И мне становится одновременно радостно и жутко от ее слов. В этот момент рядом громко всхлипывает Полина. Дочь переживает первую серьезную утрату и шмыганье раскрасневшегося носа взывает к нашей родительской совести. Иначе двое взрослых, утративших первозданность и остроту чувств, научившихся скрывать эмоции и принявших неизбежность потерь еще до их свершения, могли бы и дальше перешептываться над гробом. Лика гладит растрепанные, не поддающиеся укладке волосы и погружает боль дочери в округлые утешающие фразы, а я протягиваю свой носовой платок. Тем временем, провожающие выстраиваются выразить сочувствие «безутешной» вдове и среди вереницы едва знакомых — коллег, соседей, студентов — выхватываю выразительный живой взгляд Себастиана Керна. Сумел поменяться сменами! А ведь еще вчера звонил извиниться перед Ликой, что не сможет присутствовать. Бас едва заметно кивает мне и приближается к мадам Либар. Что-то в поведении тещи заставляет заострить на ней внимание — и очень вовремя. Виктория похожа на охотничью собаку, учуявшую добычу — вся ее вытянутая сухопарая фигура дрожит от напряжения, как готовая сорваться с пальцев тетива, ноздри раздуваются, поймав волну притягательного аромата, пальцы стискивают материал траурного платья в когтистую хватку, под длинными темными ресницами глаза горят огнем вожделения. И я в ужасе осознаю — объект желания молодящейся старухи — мой лучший друг доктор Керн. Ошеломленный открытием, оборачиваюсь к жене, но Лика увлечена Полиной и общей на двоих с дочерью скорбью. Тем временем Бас уже жмет протянутую ладонь в черной ажурной перчатке, выражает соболезнования, глядя в хищные, нацеленные на него глаза и, на всех парусах мчит в ловушку, принимая благодарные объятия «несчастной женщины», нуждающейся в утешении молодого мужчины прямо на могиле почившего супруга. Сухие, ярко накрашенные губы уже растягиваются в удовлетворенной ухмылке, прикрытой вуалью невосполнимой потери. Керн не успевает отстраниться, как черная вдова уже заключает его в паучью сеть, показательно трагично вздыхает, ища спасения на широкой груди и тянется навстречу с трогательным благодарным поцелуем. Мгновение отделяет друга от смертного приговора. Лихорадочным калейдоскопом в голове крутятся мысли — рассказывал ли я Басу про обмен телесными жидкостями, как главный способ питания Повилик? Сможет ли опытный сердцеед и любимец женщин отказать печальной страдалице в невинной просьбе? Не попал ли он уже под власть старой ведьмы?

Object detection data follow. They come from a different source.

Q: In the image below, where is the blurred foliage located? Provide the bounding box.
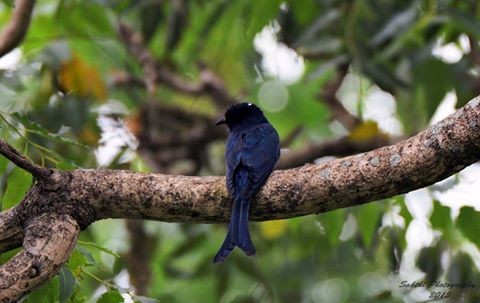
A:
[0,0,480,303]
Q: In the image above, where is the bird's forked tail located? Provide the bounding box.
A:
[213,197,255,263]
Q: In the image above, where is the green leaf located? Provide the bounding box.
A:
[2,167,32,210]
[22,277,58,303]
[75,245,98,266]
[97,289,124,303]
[0,83,27,114]
[13,114,89,148]
[318,209,345,245]
[67,250,87,276]
[455,207,480,247]
[59,267,75,303]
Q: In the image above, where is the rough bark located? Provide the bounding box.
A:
[0,97,480,301]
[0,213,80,302]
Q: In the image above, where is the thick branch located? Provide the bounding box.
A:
[0,208,24,253]
[0,0,35,57]
[10,98,480,228]
[0,213,80,302]
[276,136,390,169]
[0,139,52,179]
[0,97,480,301]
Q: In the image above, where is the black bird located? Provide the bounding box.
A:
[213,103,280,263]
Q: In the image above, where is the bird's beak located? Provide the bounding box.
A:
[215,118,227,125]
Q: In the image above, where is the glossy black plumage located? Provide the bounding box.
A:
[213,103,280,263]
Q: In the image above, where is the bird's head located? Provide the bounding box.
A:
[216,102,268,130]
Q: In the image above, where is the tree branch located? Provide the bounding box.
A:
[318,64,361,130]
[276,136,390,169]
[118,23,237,108]
[0,213,80,302]
[0,139,52,179]
[0,97,480,301]
[0,0,35,58]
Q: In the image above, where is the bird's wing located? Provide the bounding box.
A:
[226,123,280,194]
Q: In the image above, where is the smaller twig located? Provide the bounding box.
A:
[318,64,361,130]
[0,139,52,179]
[0,0,35,57]
[118,23,237,108]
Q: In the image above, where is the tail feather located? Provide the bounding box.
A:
[213,167,255,263]
[213,199,256,263]
[235,200,255,256]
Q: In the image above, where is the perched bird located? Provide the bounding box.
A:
[213,103,280,263]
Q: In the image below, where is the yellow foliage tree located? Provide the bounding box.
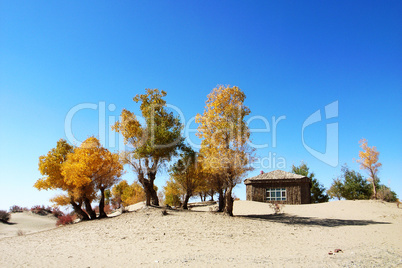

Понимаю — даже при хорошей физической подготовке не смогу махом перепрыгнуть выкопанную яму и открытый гроб с телом покойного. Крикнуть для привлечения внимания или кинуть в приятеля комом влажной земли — недостойно светлой памяти профессора Либара и вряд ли вызовет одобрение его дочери. И тогда я запеваю слова, известные с детства всем прилежным ученикам воскресных школ:

— Божья благодать — сладок звук, спасший грешника, такого как я. Я был потерян — но обрел себя, был слеп — но теперь прозрел…

Удивленные поначалу, собравшиеся быстро подхватывают, но главное — мой порыв поддерживает Керн. Его длинные пальцы — врача и музыканта — выпустив конвульсивно дрожащую мадам Либар, уже отбивают ритм на пластиковой спинке складного сидения. Теща прожигает меня полным ненависти взглядом, но я позволяю себе лишь краткую улыбку победителя в малой битве, но не во всей войне.

— Старая гарпия наметила тебя на ужин, — заявляю Басу, как только последний цветок ложится на свежий могильный холм.

— Что ж, Виктория всегда отличалась хорошим вкусом при выборе мужчин, — усмехается Керн и игриво подмигивает мадам Либар. Теща не сводит с Себастиана откровенно плотоядного взгляда и от стремительного грехопадения за ближайшим надгробием, сластолюбивую старуху удерживает только заботливая дочь. Лика с выражением страдальческого сочувствия вцепляется в локоть матери, беспрестанно кивает и щебечет благодарности на бесконечный поток соболезнований.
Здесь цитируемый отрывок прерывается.